Sette: I casi di Covid-19 nel mondo sono quasi 30 milioni, rispetto a questa cifra i casi di reinfezione accertati e ben documentati sembrano essere estremamente rari e in generale sono associati a sintomi clinici meno gravi rispetto alla prima infezione. Degli studi sperimentali hanno mostrato che i coronavirus che causano raffreddori comuni infettano due volte lo stesso soggetto, questo accade anche con una certa frequenza un anno dopo la prima infezione, ma la replicazione virale è limitata e le reinfezioni, di solito, non sono associate a sintomi clinici.
Richter: Per il momento parliamo di meno di una manciata di casi. Tuttavia, penso che ne sapremo di più man mano che i casi aumenteranno a partire da questo autunno. Bisognerà prima di tutto capire se il tampone che risulta positivo per la seconda volta a distanza di tempo sta rivelando la presenza del virus vivo oppure di frammenti virali rimasti dalla prima infezione. Sarà poi necessario prendere in considerazione quelle categorie di pazienti che non possono produrre anticorpi protettivi contro il virus o in risposta ad un vaccino, che sono i pazienti con immunodeficienza primaria. Mentre i pazienti con immunodeficienza secondaria – quindi malati di tumori ematologici, di disturbi reumatologici, di patologie che coinvolgono reni e fegato hanno risposte immunitarie molto eterogenee.

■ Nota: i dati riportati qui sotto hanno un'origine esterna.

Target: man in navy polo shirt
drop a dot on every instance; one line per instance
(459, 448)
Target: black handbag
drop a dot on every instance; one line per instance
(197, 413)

Il fatto che sia possibile ammalarsi di Covid-19 fornisce delle indicazioni su come il sistema immunitario risponde all’infezione. Diversi studi suggeriscono che nei giorni che seguono i primi sintomi i pazienti sviluppano degli anticorpi, anche neutralizzanti, il cui livello però declina con il tempo fino a quasi scomparire, per molti, a distanza di tre mesi. Ma non sono solo gli anticorpi neutralizzanti a determinare una difesa immunitaria specifica in caso di reinfezione…
Sette: Infatti. Ci sono dei casi in cui un livello di immunità molto elevato, chiamato “immunità sterilizzante” riesce prevenire in modo assoluto il rischio di una seconda infezione. Ma sono situazioni molto rare. Nella maggior parte dei casi, quando il corpo viene a contatto per la seconda volta con un patogeno, potrebbe verificarsi un’infezione transitoria prima che il microbo in questione venga eliminato. Anche se il livello degli anticorpi è basso e questi non sono in grado di prevenire completamente l’infezione, i linfociti T e i linfociti B della memoria vengono rapidamente reclutati e attivati, e prevengono in questo modo una replicazione estesa o semplicemente riducono l’intensità dell’infezione. Al di là della presenza di anticorpi, che diminuiscono nel tempo, le cellule della memoria possono persistere per decenni. Nel caso del virus Sars-Cov, responsabile della SARS, è stato dimostrato che questi linfociti persistono per almeno 17 anni. È presto per dire se questo accadrà anche per Sars-Cov-2, lo scopriremo con il tempo, ma pare che il livello delle cellule della memoria, almeno per qualche mese, resti stabile.
Lo studio dei casi di reinfezione può avere delle implicazioni per lo sviluppo del vaccino?
Richter: È ben noto che non tutti rispondono alle infezioni o alle vaccinazioni. Quindi bisognerà identificare chi non risponde adeguatamente e prendere in considerazione dei richiami (d’altra parte nella maggior parte dei vaccini in sviluppo si sta valutando, durante i test, l’utilità di richiami n.d.r.) o capire come gestire il rischio di infezioni in altri modi. Non credo però che le reinfezioni abbiano un’implicazione sul processo stesso di sviluppo di un vaccino.
Sette: Visto che i casi di reinfezione sono rari, penso che la principale preoccupazione per i vaccini in fase di sviluppo sia quella di dimostrare che siano sicuri ed efficaci nella stragrande maggioranza della popolazione.